Scurr emphasizes the importance of further clinical examination.
This should include a thorough check of the heart for murmurs, which could indicate endocarditis, and an assessment of the abdomen for tenderness, which might point to gallbladder problems.
Further investigations, such as blood tests for inflammatory markers and scans, may be necessary to pinpoint the exact cause.
These steps are crucial, as some of these conditions, if left untreated, can have severe consequences.
The husband’s situation warrants a comprehensive approach to ensure that no potential cause is overlooked.
In a separate but equally significant development, there is encouraging news for migraine sufferers.
Recent years have seen a modest but meaningful advancement in migraine prevention, with the introduction of drugs such as erenumab and rimegepant.
These medications, which target calcitonin gene-related peptides (CGRP), have shown promise in reducing the frequency of migraine attacks.
However, their use is currently limited to specialist prescriptions, primarily due to cost considerations and the requirement that older preventive strategies have failed first.
A new study, however, has introduced a potential game-changer: candesartan, a well-known and well-tolerated blood pressure medication.

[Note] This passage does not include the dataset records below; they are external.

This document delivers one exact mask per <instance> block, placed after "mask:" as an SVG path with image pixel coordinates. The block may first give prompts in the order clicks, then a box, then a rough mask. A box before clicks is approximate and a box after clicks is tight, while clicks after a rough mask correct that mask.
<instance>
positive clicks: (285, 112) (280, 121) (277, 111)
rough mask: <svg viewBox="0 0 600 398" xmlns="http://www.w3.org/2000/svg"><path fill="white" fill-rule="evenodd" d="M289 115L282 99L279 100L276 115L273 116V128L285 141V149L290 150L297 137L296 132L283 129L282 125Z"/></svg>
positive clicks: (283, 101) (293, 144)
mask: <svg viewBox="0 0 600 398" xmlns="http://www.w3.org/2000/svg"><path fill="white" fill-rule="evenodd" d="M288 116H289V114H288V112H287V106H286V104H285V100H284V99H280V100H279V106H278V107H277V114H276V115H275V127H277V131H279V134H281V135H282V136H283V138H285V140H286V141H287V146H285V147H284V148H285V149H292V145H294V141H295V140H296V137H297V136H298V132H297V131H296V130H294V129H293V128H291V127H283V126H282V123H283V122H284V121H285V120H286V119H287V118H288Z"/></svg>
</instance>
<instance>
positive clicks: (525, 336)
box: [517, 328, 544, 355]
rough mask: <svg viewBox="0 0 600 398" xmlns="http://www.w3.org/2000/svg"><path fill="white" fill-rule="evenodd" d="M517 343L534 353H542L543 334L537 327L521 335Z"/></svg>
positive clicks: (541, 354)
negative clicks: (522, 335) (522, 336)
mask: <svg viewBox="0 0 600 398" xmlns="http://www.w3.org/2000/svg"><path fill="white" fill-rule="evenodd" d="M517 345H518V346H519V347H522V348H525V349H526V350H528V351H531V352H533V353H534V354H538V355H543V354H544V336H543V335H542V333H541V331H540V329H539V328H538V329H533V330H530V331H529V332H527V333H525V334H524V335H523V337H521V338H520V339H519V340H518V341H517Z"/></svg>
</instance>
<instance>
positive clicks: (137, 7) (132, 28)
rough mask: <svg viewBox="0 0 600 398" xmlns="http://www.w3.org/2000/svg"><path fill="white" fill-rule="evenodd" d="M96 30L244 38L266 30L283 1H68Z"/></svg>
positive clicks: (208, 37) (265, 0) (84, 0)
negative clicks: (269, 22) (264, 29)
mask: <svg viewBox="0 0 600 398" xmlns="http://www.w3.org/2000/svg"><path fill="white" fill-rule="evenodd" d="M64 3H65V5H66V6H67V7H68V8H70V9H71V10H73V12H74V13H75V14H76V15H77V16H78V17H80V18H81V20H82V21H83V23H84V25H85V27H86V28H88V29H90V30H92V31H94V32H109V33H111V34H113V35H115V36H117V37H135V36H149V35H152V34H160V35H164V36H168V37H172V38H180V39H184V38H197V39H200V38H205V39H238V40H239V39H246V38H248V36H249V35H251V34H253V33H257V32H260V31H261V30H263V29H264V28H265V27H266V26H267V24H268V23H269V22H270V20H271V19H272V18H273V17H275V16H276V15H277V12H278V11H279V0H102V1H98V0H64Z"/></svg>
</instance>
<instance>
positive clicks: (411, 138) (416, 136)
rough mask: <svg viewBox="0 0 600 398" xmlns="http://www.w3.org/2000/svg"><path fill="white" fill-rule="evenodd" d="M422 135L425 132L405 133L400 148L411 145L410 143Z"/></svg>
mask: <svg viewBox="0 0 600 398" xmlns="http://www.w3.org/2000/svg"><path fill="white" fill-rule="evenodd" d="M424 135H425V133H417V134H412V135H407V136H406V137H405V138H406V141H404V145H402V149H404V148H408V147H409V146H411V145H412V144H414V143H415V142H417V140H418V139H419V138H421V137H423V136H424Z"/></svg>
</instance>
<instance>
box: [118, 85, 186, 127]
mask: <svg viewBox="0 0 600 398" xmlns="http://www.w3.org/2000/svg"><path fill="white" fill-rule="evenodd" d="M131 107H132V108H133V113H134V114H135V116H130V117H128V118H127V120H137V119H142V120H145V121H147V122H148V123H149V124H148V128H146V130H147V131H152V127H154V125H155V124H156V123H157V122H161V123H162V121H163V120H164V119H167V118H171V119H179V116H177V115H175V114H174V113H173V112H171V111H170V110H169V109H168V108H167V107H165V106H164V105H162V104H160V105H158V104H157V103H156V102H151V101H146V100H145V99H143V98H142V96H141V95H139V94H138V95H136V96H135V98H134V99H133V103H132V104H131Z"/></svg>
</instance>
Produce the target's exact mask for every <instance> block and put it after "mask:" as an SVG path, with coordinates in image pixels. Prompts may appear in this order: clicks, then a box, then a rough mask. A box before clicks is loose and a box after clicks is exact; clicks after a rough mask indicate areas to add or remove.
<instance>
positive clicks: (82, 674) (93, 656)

This drug has been found to be effective in preventing migraines, potentially halving the number of migraine days for patients who experience four or more episodes each month.
Unlike the newer CGRP-targeting drugs, candesartan can be prescribed by general practitioners, making it a more accessible and cost-effective option.
This development represents a significant step forward in migraine management, offering hope to those who have long struggled with the debilitating effects of the condition.
As the new year begins, these medical advancements and the urgent need for timely intervention in the case of the elderly husband serve as reminders of the importance of proactive healthcare.
Whether it is addressing the hidden dangers of silent infections or embracing new treatments for chronic conditions, the medical community continues to make strides that can improve lives and save them.